NEW DELHI: The Lashkar-e-Tayyaba, a terrorist outfit based in Pakistan, has been allowed by the military regime to hold a three-day congregation from November 3 at Muridke. The head of the organisation, Hafiz Saeed, has directed the terrorists affiliated to the Lashkar to carry out special strikes against India and "use heavy artillery in Kashmir."

Pakistan President Mohammed Tarar and Chief Executive General Pervez Musharraf have been invited by the terrorist group, which was involved in the Kargil conflict.

The president of Pakistan-occupied Kashmir, Sardar Mohammed Ibrahim Khan, and its prime minister, Sultan Mehmood Choudhary, have accepted the invitation to attend the congregation which is expected to be attended by 10 lakh people, including chiefs of international jihadi organisations. Religious affairs minister Raja Zafar-ul Haq and interior minister Choudhary Shujaat Husain of the dismissed government are also likely to attend.
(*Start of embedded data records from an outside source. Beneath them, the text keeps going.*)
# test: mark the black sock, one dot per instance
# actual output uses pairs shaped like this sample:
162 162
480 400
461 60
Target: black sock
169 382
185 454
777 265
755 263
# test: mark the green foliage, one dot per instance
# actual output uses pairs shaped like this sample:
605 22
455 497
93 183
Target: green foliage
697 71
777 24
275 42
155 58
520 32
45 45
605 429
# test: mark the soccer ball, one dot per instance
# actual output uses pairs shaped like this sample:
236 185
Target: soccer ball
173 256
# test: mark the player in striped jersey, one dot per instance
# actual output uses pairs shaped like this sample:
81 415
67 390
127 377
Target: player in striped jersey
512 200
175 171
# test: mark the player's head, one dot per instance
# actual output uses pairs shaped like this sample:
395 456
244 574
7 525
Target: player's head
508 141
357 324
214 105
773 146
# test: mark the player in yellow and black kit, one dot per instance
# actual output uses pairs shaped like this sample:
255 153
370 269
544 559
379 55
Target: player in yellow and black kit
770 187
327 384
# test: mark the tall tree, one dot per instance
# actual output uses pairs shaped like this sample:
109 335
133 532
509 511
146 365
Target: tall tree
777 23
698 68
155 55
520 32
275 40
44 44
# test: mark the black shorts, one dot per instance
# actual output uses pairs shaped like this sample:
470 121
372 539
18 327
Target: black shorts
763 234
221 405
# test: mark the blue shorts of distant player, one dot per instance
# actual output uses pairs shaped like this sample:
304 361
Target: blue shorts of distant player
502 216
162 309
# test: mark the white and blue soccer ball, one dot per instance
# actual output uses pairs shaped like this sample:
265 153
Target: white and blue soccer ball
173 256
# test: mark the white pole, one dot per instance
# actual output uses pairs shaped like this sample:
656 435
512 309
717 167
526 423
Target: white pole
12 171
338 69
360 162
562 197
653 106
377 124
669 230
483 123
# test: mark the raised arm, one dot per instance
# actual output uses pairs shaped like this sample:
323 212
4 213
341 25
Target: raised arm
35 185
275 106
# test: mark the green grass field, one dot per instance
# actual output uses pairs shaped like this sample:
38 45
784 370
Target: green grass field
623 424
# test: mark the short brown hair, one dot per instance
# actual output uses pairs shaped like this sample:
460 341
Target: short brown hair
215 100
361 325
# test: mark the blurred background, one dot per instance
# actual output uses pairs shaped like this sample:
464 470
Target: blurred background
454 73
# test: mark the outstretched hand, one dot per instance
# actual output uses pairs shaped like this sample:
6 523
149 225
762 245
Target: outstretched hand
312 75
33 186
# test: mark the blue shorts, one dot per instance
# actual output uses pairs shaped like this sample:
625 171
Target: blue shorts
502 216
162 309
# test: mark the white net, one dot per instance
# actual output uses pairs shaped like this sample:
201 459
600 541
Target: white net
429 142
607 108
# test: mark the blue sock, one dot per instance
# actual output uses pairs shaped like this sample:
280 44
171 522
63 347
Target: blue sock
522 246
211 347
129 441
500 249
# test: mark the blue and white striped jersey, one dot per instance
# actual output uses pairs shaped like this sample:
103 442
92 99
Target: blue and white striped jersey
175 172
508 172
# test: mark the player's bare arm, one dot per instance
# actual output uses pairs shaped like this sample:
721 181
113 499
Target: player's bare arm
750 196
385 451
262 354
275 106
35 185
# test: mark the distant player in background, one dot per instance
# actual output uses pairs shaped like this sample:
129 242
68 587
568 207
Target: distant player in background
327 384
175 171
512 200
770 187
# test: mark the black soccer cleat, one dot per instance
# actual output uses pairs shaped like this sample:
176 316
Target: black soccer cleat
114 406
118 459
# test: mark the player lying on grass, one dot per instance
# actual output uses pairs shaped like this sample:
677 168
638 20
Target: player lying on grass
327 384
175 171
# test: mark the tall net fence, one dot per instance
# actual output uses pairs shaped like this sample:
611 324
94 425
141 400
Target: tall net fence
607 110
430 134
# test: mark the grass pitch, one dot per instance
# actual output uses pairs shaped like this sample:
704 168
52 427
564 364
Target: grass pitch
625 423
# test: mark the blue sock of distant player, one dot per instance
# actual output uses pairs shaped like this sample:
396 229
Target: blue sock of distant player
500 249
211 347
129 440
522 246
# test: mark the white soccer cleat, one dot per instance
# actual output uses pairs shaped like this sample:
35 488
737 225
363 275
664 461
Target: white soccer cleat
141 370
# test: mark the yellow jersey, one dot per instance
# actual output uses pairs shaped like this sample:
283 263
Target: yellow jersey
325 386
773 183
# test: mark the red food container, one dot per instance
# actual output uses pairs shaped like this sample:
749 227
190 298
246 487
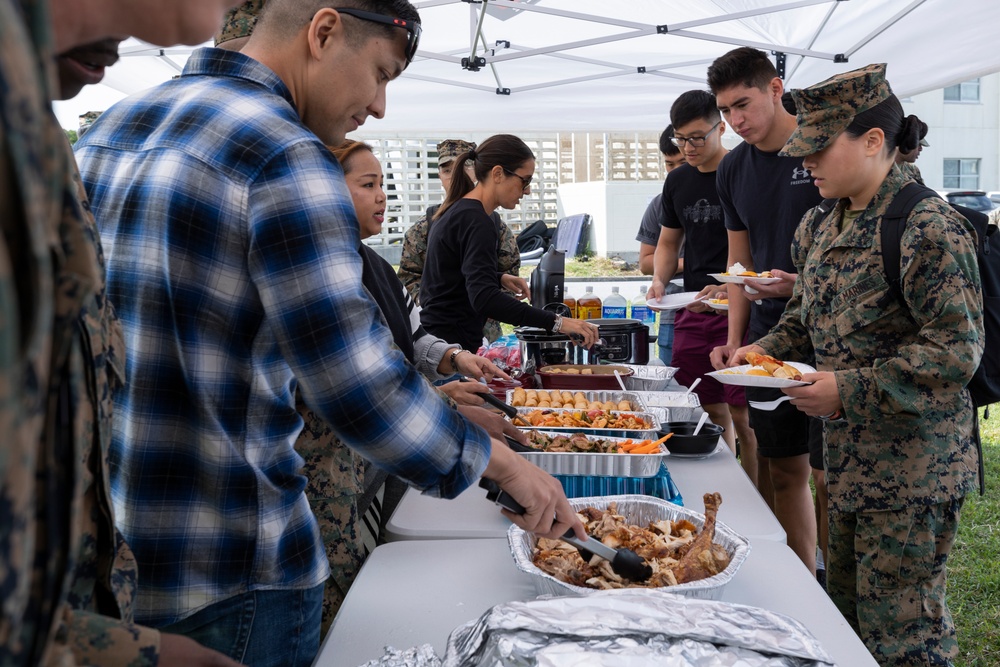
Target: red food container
599 376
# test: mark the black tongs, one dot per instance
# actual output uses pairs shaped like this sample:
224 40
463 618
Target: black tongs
624 562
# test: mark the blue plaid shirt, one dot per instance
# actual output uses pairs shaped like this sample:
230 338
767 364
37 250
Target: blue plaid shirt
232 254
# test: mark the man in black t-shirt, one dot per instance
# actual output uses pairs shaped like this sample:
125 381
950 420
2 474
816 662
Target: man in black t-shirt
693 214
764 197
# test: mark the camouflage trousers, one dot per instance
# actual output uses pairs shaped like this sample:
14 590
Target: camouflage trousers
886 573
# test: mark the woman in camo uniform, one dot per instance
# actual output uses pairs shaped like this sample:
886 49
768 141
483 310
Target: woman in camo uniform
899 451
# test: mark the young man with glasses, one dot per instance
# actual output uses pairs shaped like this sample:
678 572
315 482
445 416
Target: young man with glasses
693 216
232 254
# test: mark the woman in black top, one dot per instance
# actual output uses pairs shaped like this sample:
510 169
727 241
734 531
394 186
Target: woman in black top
461 285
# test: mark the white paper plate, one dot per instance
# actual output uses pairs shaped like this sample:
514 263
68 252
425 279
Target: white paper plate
737 375
673 301
723 278
716 306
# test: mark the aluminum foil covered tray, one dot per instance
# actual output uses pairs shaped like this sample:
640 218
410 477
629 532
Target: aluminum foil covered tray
635 628
596 464
671 405
639 511
634 433
615 397
649 378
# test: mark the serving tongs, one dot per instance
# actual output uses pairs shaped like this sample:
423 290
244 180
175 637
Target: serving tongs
502 406
624 562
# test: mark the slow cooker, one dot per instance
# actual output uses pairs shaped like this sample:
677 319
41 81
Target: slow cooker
622 341
541 348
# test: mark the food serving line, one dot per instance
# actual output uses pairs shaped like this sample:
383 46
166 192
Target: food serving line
448 561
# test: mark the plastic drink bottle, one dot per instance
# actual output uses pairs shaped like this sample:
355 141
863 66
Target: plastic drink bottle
570 302
588 306
642 312
615 306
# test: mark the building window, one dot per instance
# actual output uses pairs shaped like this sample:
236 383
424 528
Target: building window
961 173
967 91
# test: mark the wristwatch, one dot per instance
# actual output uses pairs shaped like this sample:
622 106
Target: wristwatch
454 354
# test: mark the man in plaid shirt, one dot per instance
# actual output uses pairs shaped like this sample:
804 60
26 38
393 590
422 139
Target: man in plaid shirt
232 258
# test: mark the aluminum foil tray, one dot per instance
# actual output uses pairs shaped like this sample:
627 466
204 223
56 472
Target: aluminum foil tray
601 396
635 434
639 511
633 629
594 464
671 405
648 378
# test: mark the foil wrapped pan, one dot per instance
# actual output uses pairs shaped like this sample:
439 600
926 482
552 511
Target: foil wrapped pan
600 396
649 378
635 434
671 405
639 511
594 464
636 629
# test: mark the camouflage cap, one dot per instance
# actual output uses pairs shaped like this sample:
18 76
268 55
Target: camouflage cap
449 149
239 21
826 109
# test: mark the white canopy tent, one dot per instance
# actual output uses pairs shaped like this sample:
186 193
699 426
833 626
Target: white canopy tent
597 65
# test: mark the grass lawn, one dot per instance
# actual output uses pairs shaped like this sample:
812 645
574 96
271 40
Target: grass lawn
973 572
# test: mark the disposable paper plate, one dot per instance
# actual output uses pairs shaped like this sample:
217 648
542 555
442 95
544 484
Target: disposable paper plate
673 301
737 375
739 280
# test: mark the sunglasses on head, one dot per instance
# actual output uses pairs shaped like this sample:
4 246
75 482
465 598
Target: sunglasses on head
412 29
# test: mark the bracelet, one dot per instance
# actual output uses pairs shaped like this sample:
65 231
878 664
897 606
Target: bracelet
454 354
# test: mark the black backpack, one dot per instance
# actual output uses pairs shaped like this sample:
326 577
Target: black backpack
985 384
The Lashkar had openly admitted that its mujahideen were part of the operation and had been opposed to the Pakistan government's decision to withdraw from "Indian-held territory." The Lashkar has been waging what it describes as a "jihad for the liberation of Kashmir" in the Valley and is one of the major terrorist groups trained, funded and supported by successive Pakistan regimes operating in Kashmir.
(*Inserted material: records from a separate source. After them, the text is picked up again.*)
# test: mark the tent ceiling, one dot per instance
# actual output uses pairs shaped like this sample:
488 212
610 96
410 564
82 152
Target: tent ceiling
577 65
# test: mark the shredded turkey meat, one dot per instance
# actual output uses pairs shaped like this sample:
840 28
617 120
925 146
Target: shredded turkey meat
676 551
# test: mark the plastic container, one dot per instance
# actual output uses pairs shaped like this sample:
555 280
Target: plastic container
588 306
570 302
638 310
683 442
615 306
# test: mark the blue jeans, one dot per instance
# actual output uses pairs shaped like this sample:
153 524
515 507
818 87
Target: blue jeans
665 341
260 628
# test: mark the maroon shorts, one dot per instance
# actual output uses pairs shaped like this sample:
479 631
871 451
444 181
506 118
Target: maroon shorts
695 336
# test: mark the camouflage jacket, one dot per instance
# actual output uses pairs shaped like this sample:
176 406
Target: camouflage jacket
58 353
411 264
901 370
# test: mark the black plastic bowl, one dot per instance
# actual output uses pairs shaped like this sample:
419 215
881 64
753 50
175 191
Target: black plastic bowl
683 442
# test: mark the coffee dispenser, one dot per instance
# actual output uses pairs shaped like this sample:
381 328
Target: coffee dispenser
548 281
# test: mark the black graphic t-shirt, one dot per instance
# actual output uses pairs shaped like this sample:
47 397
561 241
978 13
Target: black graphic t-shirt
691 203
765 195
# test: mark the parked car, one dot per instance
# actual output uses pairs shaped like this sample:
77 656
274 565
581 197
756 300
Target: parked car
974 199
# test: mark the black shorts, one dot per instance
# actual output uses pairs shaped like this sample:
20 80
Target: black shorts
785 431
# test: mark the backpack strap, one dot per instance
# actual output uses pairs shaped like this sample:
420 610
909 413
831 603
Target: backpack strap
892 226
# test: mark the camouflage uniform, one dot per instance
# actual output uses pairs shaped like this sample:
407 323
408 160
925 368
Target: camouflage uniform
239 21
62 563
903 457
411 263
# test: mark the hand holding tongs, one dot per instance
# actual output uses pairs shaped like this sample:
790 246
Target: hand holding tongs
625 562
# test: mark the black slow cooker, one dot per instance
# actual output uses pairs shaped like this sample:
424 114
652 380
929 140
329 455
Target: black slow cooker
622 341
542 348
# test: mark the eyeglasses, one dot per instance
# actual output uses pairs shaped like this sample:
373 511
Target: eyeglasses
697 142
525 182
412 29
General Musharraf's decision to allow the congregation at Muridke is being interpreted in government circles here as a clear indication that he is not serious about a dialogue with India. The Vajpayee government has been demanding an end to cross-border terrorism as a pre-condition to the dialogue and the Muridke meet is seen here as a signal that the military rulers are not in the mood for any confrontation with the terrorist and hardline organisations operating out of Pakistan. The Lashkar-e-Tayyaba is setting up a modern media centre at Muridke for the meet where weapons allegedly taken from the Indian security forces will be put on display. The organisation has also promised to play tape-recordings of the voices of Indian security personnel when they were attacked by the mujahideen.